Bendigo Cathedral organist joins ACU Centre for Liturgy

Music has always been in Dr Paul Taylor’s blood, but it was inside his local parish church that he developed a fascination for the pipe organ.

As a child, Dr Taylor would watch the organists from St Kilian’s and Sacred Heart Cathedral parishes playing either the electronic Yamaha organ or the 1872 German beauty falling apart in the rear galley.

“I used to re-enact the whole scene (at home), a bit like playing ‘Mass’ with other family members,” Dr Taylor said.

“I loved listening to the tone colours the organists chose and the harmonies they employed for the hymns.”

What started as pretend play eventually became a hobby, and then a career.
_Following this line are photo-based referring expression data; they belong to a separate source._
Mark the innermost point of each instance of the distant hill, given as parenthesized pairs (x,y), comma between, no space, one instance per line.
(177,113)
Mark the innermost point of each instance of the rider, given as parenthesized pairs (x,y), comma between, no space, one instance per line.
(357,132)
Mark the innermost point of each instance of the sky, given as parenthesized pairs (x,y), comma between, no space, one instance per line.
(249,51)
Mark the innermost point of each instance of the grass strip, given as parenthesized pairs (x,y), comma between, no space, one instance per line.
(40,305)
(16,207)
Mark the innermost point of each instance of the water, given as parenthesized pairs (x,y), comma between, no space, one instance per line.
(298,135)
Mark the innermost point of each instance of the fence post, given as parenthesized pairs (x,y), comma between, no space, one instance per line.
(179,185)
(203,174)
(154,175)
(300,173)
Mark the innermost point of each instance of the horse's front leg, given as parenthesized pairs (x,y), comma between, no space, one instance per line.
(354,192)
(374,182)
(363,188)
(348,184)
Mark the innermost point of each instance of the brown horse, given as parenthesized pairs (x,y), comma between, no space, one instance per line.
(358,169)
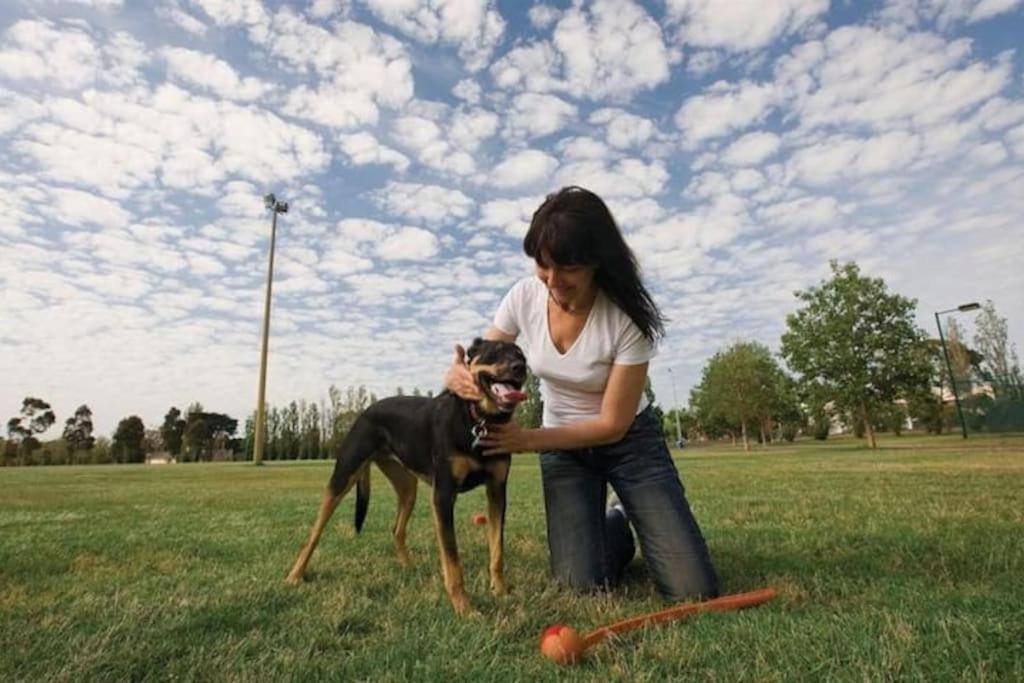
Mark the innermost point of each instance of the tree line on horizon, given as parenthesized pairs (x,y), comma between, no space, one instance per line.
(853,355)
(857,358)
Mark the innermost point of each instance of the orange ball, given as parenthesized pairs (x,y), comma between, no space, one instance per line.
(561,644)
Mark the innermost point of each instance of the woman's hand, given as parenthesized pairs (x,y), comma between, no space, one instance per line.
(459,380)
(508,437)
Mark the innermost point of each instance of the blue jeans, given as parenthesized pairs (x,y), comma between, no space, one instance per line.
(590,549)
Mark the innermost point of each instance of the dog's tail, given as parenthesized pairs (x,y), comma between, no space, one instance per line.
(361,498)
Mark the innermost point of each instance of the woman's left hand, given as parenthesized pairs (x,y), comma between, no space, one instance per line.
(508,437)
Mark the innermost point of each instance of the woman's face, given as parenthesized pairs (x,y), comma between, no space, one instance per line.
(569,286)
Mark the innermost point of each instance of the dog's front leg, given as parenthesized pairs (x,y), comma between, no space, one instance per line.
(497,484)
(443,509)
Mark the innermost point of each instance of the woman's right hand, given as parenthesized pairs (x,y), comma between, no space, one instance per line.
(459,380)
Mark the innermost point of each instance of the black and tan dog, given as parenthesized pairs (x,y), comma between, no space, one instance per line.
(410,437)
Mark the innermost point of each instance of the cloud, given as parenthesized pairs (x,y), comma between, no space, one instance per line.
(364,148)
(611,48)
(39,51)
(944,13)
(388,242)
(741,26)
(431,204)
(752,148)
(475,27)
(624,130)
(528,167)
(724,109)
(532,115)
(210,74)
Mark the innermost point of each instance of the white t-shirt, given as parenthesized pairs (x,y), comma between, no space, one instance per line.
(571,383)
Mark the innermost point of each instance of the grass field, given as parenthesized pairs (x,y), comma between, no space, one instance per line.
(902,563)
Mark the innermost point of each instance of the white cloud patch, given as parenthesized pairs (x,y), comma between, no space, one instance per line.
(624,130)
(475,27)
(724,109)
(611,48)
(741,26)
(431,204)
(532,115)
(528,167)
(752,148)
(364,148)
(945,13)
(210,74)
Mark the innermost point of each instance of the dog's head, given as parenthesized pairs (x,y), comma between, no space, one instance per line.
(500,369)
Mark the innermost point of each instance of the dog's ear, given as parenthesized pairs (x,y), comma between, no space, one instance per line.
(474,349)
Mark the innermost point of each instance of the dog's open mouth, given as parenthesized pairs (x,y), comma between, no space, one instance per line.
(506,392)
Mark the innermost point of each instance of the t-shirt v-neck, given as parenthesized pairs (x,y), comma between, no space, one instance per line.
(583,330)
(571,383)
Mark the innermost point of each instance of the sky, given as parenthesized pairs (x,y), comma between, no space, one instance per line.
(740,145)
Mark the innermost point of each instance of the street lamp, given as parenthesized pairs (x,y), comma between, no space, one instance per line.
(942,340)
(675,399)
(274,207)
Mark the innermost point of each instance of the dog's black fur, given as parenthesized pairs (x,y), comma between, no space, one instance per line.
(411,437)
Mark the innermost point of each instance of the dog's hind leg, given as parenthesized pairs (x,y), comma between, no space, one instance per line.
(404,484)
(443,509)
(328,505)
(352,460)
(496,523)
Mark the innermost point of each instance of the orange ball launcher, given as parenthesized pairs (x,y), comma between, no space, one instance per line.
(724,603)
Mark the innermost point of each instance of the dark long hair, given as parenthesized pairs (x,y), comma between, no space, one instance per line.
(573,226)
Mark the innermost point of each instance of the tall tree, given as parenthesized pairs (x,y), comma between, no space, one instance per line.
(1000,363)
(172,431)
(857,343)
(529,414)
(207,431)
(36,418)
(127,442)
(78,432)
(738,386)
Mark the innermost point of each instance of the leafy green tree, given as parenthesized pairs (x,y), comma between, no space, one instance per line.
(529,414)
(648,390)
(1000,364)
(172,431)
(78,432)
(856,343)
(207,431)
(127,441)
(739,386)
(309,417)
(36,418)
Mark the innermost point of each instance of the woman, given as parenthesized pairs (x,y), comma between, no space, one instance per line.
(589,328)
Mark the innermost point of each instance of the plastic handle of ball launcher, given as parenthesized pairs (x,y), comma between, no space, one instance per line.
(738,601)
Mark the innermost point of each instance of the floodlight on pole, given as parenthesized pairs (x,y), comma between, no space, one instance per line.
(963,308)
(274,207)
(675,400)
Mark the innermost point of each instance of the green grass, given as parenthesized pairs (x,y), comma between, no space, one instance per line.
(902,563)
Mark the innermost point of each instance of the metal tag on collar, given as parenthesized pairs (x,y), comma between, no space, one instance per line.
(479,430)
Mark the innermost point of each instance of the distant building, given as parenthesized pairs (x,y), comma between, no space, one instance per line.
(159,458)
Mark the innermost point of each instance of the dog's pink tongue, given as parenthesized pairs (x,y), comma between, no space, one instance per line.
(507,393)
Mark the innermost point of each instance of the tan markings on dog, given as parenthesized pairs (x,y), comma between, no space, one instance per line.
(496,535)
(451,569)
(486,403)
(328,505)
(403,482)
(461,465)
(498,469)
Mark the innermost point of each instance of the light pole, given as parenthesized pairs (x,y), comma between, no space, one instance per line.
(675,399)
(942,340)
(274,207)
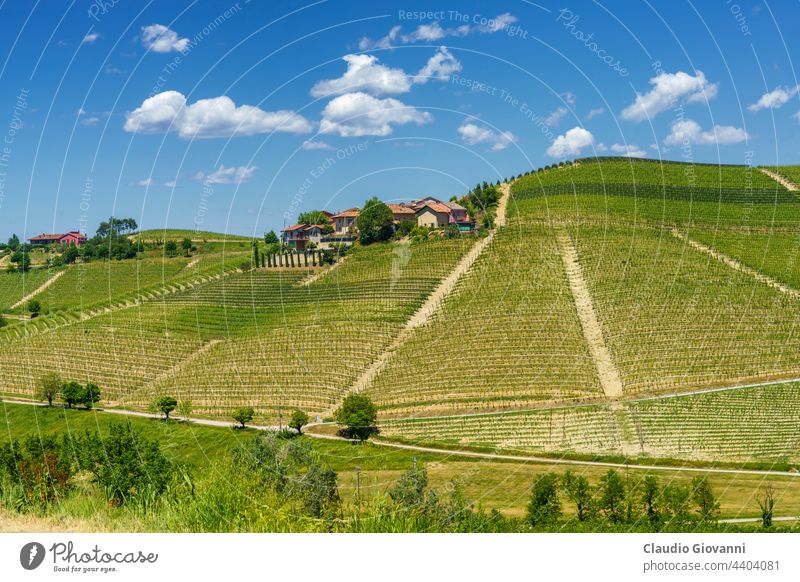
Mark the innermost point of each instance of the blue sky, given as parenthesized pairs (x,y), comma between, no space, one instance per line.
(234,117)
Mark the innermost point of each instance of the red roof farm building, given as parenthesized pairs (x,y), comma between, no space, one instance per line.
(73,237)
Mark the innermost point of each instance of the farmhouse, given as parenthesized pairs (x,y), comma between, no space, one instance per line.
(345,222)
(299,235)
(73,237)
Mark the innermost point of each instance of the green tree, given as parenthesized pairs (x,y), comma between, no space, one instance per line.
(71,393)
(298,420)
(579,492)
(651,493)
(243,415)
(34,307)
(704,499)
(49,387)
(165,405)
(375,222)
(126,466)
(313,217)
(358,414)
(90,395)
(612,497)
(544,507)
(185,408)
(767,506)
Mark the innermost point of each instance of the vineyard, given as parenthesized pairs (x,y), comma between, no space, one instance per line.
(508,337)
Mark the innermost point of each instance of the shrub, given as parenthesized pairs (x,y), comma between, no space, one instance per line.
(165,405)
(49,387)
(126,465)
(243,415)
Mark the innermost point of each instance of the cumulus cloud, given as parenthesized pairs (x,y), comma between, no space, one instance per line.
(439,67)
(434,32)
(311,144)
(570,143)
(595,112)
(689,131)
(472,134)
(364,74)
(668,90)
(223,175)
(358,114)
(775,99)
(161,39)
(556,116)
(628,150)
(207,118)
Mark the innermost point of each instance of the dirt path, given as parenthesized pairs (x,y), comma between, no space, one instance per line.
(734,264)
(592,332)
(38,290)
(448,452)
(425,313)
(791,186)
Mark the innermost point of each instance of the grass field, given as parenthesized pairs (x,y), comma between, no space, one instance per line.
(503,485)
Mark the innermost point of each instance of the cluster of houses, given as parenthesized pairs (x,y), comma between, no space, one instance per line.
(73,237)
(426,212)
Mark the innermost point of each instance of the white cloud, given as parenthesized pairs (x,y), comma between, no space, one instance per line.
(434,32)
(206,118)
(357,114)
(689,131)
(595,112)
(668,89)
(629,150)
(472,134)
(556,116)
(364,74)
(571,143)
(439,67)
(774,99)
(310,144)
(160,39)
(223,175)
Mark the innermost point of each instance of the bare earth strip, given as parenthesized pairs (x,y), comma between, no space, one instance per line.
(35,292)
(734,264)
(789,185)
(592,332)
(425,313)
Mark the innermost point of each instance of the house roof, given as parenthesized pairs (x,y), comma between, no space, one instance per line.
(436,207)
(57,236)
(349,213)
(400,209)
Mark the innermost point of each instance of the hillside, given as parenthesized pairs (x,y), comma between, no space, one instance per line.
(611,281)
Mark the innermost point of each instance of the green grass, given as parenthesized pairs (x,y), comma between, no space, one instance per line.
(14,286)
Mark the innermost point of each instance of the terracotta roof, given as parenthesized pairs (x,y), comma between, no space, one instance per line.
(435,206)
(349,213)
(400,209)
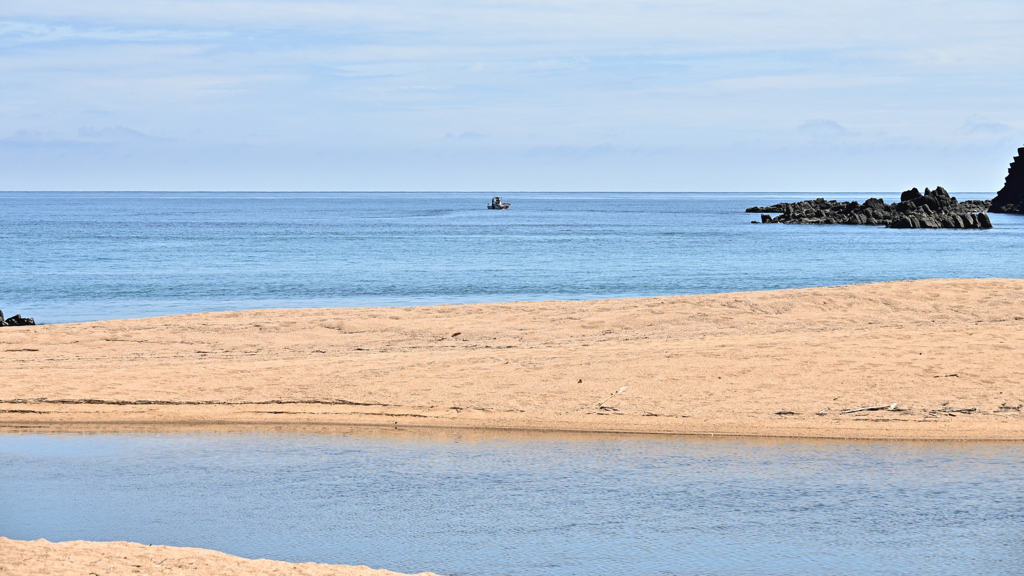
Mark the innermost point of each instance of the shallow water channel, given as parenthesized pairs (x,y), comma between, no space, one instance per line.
(475,504)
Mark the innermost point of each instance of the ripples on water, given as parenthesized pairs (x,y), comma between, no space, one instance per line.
(76,256)
(544,506)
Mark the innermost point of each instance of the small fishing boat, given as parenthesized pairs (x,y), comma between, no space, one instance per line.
(497,204)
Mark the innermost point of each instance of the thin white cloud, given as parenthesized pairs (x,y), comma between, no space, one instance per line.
(613,79)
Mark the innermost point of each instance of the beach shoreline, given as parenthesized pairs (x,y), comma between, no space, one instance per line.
(30,558)
(779,364)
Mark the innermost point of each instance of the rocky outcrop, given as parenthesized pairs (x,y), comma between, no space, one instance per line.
(934,208)
(1010,200)
(16,320)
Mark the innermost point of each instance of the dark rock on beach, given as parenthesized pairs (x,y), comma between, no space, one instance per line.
(1010,200)
(934,208)
(16,320)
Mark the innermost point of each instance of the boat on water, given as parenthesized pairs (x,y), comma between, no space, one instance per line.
(497,204)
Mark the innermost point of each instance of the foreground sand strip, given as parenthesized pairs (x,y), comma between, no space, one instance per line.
(787,363)
(40,558)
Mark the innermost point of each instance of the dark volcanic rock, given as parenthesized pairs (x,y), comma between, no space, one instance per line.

After completing degrees in music and eventually liturgy, Dr Taylor has become one of Australia’s most respected liturgical musicians. He has worked in music ministry in the parish communities of Flemington, St Patrick’s Cathedral Melbourne, and in Bendigo since 2020, and served as Executive Secretary of the Australian Catholic Bishops Council’s Commission for Liturgy and of the National Liturgical Council.

Now Dr Taylor brings his longstanding reputation as a musician and liturgist to the ACU Centre for Liturgy as the new Assistant Director.

Dr Taylor will support the Centre’s suite of formation and educational resources, including their online courses, seminars, and regular events, as well as facilitating discussions on the Liturgy Nexus online networks.

Having turned a childhood hobby into a professional career in ministry, Dr Taylor said the Church was now being called to rethink how it engaged with young people to ensure the traditions of the faith continued into the next generation.

“We need to work at ways to attract young people in general to our churches in order to enthuse them for ministry in the church, which can be enormously satisfying, even if the work requires dedication and ongoing practice,” Dr Taylor said. 

“The key thing is formation, and this is where the ACU Centre for Liturgy can play a vital role, by providing liturgical formation opportunities and empowering people to use their God-given talents for service in the Christian community.”

Dr Taylor’s association with ACU can be traced back to the university’s beginnings, when he was a music student at the Institute of Catholic Education, which later became the ACU Melbourne campus.

“I remember being told that I was actually difficult to teach because I could play by ear, the upshot being that I wouldn’t always play what was printed but what I wanted to hear,” Dr Taylor said.

“However, it was only later that I realised, from Roger Heagney during my Harmony and Counterpoint classes at ACU, that playing by ear is very useful in ensemble settings, particularly when it comes to teaching and improvisation.”

Dr Taylor then completed a doctorate at ACU in 2010, under Dr Dianne Gome, looking at the perception and understanding of chant within the Archdiocese of Melbourne.

While the so-called liturgy wars continue to debate the styles or genre of music in the post-conciliar Church, Dr Taylor said the biggest misconception about music in the liturgy was that it was an optional extra, rather than an integral part of the liturgical celebration.

“I think we would do well to recall that the Second Vatican Council in the mid-1960s invited Catholics to view the Mass not just as solemn canonical obligation and key sacramental occasion – but what the ritual books refer to as a celebration of the Eucharist – a celebration of Christ’s paschal mystery and triumph of life over death, light out of darkness,” Dr Taylor said. 

“And just as we participate fully in secular celebrations like national days, remembrance days, sporting events, and birthday celebrations with music and singing, during the liturgy, singing helps to lift our words, our offerings of prayers, of praise, thanks and intercession to God, to a higher spiritual level, beyond everyday speech.”

Professor Clare Johnson said Dr Taylor was a welcome addition to the ACU Centre for Liturgy.

“Dr Paul Taylor brings to the Centre a wealth of knowledge about the Catholic Church’s liturgical life, both as a trained church musician in his own right, and as a liturgist who has served the Church at a national level under the Australian Catholic Bishops Conference,” Professor Johnson said.

“The expertise and experience Dr Taylor has garnered over decades of study and research of the liturgy will be of immense value to liturgists and ministers around this country.

“I look forward to working with Dr Taylor as the Centre for Liturgy continues to support specialised expertise to every level of ministry in Australia.”